Les montres font leur cinéma

Les montres s’affichent souvent en cinémascope. Au-delà des simples placements produit, dont l’industrie horlogère est aussi friande que celle du septième art, les plus belles histoires de montres tiennent souvent de la magie. Comme au cinéma.

Tout se joue 24 fois par seconde. Pour Jean-Luc Godard, il est question de vérité. Selon Brian de Palma, ce serait plutôt une affaire de mensonge. Dans tous les cas, la pellicule fixe du rêve. Le rythme et le temps y ont leur importance. Entre cinéma et horlogerie, les passerelles et les liens sont nombreux. Désormais, les maisons horlogères rivalisent d’astuces ou de présence pour soutenir les productions, toujours plus gourmandes. Le placement produit fait partie du marketing et les contrats donnent lieux à des transactions phénoménales. Mais il ne faut pas passer à côté de quelques belles histoires dont la magie du cinéma a le secret. Rencontres, hasards, coïncidences : la réalité dépasse parfois la fiction.

Jaeger-Lecoultre en coulisses
La Grande Manufacture aime le cinéma et ne s’en cache pas. Partenaire horloger de très nombreux films et de plusieurs acteurs, la marque suisse est aussi l’un des principaux soutiens du festival du film de Venise. Mais c’est aussi en coulisses et plus discrètement que Jaeger-LeCoultre oeuvre pour les amoureux du septième art, en soutenant activement plusieurs programmes culturels tournés vers la photographie, un autre de ses penchants artistiques. Une manière élégante de mettre en valeur non seulement les acteurs, mais aussi les réalisateurs, les photographes et les techniciens.

Ainsi, lors du dernier Festival de Cannes, l’exposition « L’Art des Coulisses », conçue et produite par Finch & Partners, a été une nouvelle occasion de montrer une sélection d’images réalisées par les photographes de plateau parmi les plus accomplis. Une belle manière de faire quelques arrêts sur image, pour le plaisir de se remémorer l’âge d’or du cinéma.


Montre à l’identité masculine très forte, la Portugaise d’IWC Schaffhausen a connu le succès auprès des femmes de manière inattendue grâce à Sophie Marceau.

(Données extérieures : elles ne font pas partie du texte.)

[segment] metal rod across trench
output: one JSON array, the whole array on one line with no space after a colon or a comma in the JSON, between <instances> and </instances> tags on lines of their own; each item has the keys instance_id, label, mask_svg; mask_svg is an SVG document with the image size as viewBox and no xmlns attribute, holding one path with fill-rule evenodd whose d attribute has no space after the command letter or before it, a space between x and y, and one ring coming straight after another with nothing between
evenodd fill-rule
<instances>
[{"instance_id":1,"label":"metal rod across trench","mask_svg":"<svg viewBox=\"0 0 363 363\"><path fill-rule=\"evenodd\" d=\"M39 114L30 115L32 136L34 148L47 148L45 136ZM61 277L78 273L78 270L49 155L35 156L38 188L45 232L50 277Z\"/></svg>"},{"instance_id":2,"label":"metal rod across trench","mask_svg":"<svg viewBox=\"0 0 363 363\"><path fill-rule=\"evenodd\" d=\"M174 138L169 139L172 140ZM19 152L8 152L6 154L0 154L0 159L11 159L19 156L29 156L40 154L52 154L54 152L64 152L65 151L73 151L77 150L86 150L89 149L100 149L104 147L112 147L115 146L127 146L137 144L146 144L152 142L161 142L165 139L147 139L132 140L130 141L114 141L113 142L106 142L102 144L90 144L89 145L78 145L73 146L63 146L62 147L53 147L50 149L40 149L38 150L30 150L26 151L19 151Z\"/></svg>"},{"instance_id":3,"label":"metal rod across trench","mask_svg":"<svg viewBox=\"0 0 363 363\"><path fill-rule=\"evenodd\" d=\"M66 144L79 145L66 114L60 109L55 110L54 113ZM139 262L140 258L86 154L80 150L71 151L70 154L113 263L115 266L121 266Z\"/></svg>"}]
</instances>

Sophie Marceau à l’heure de la portugaise
Jérôme Salle ne s’y attendait certainement pas. En tournant son film policier Anthony Zimmer, présenté sur les écrans en 2005, le réalisateur choisit par pur goût personnel de doter Sophie Marceau d’une Portugaise d’ IWC. Montre masculine, en acier et à la large ouverture de cadran, elle rappelle le lien entre la mystérieuse Chiara (Sophie Marceau) et Anthony Zimmer (Yvan Attal), recherché par toutes les polices et surtout par l’enquêteur Akerman (Samy Frey).

Il ne se doutait pas que la montre ferait sensation et marquerait une relance dans la carrière à succès de la Portugaise en France, en faisant soudain de cette « grande » pièce masculine une montre convoitée par les femmes. Du coup, IWC commercialisa une série limitée à seulement 38 exemplaires et numérotée d’une Portugaise « Anthony Zimmer » (réf. 3714 G). Elle était réservée au marché français uniquement, mais ces montres sont désormais recherchées dans le monde entier, surtout par des collectionneuses.


Arnold Schwarzenegger, alias Terminator, et l’incassable Royal Oak Offshore T3 créée par Audemars Piguet.

Quand Terminator prend soin de sa Royal Oak
Arnold Schwarzenegger est un amateur de la Royal Oak. L’acteur et homme politique les collectionnent et a fait figurer plusieurs fois ses montres personnelles dans ses films. Pour la production de Terminator 3, en 2003, il demande à Audemars Piguet de concevoir une montre très spéciale. Les équipes créatives de la manufacture élaborent une Royal Oak Offshore à la mesure du personnage, avec notamment les poussoirs de chronographe protégés. Une pièce spectaculaire et évidemment de prix. Or, Terminator étant un robot futuriste animé par un ordinateur, et revenant dans le passé entièrement nu, il ne porte pas de montre bracelet.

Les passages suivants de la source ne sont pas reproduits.